Over the years, many of the artists and speakers on the ESSENCE Festival lineup for July 4th weekend have shared poignant quotes about their family life with ESSENCE magazine. For instance, Jill Scott once paid homage to her mother and Rev. Al Sharpton dismantled the stereotypes surrounding young men from single-parent households.
Read their thoughts on family as well as those from Dr. Steve Perry and Steve Harvey, who will also attend the ESSENCE Festival.

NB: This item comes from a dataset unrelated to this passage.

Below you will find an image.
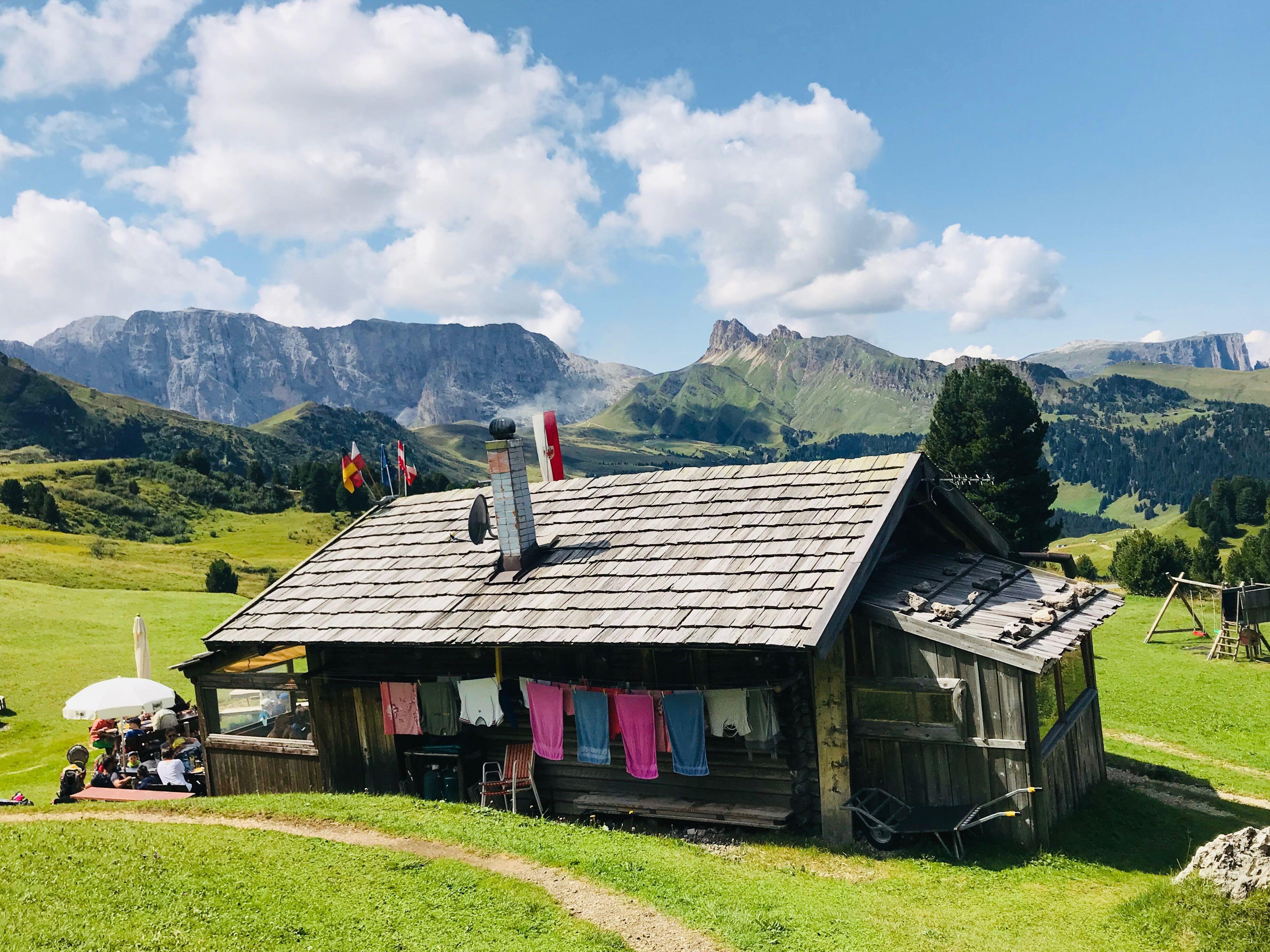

Mothers play a huge role in children’s lives, and singer Jill Scott acknowledges that:
“When I was growing up, my mother would take me to plays and museums, and we’d talk about life. Those times helped shape who I became.”
ESSENCE, October 2003
When Steve Harvey married his wife, Marjorie, they both came into their commitment with children from previous marriages. Steve acknowledged it takes a special person to deal with this:
“It’s a blessing when your new spouse is accepting of your children. Do you know the pressure that takes off? At the end of the day, the kids didn’t ask for any of this. The kids didn’t know you were going to break up with their mama, their daddy. They didn’t know you were going to try to find happiness elsewhere. And they really don’t have anywhere else to go except where you go. So for a woman or man to accept their partner’s offspring as theirs and love them that way? A ton of pressure is off.”
ESSENCE, December 2009
Dr. Steve Perry, who has been vocal about fighting childhood bullying, said children are a blessing:
“Our children are our greatest asset and the truest representation of who we have become as a people.”
ESSENCE, February 2011
Al Sharpton said it’s unfair to think men from single-parent homes don’t have a chance to succeed in life:
“I was brought up in a stable middle-class family till I was 9 years old. Then my father left us and my mother had to raise me and my sister in the hood in Brooklyn. It was especially traumatic to go from a comfortable middle-class lifestyle with a two-car garage in Queens to welfare and public housing, because I wasn’t familiar with that. I lost my father and a lifestyle at the same time. I felt a sense of rejection. I was named after him. I looked like him. A kid can develop all kinds of complexes and insecurities. Men aren’t honest about that. We try to get past our own insecurities; we have our own way of dealing with it all.”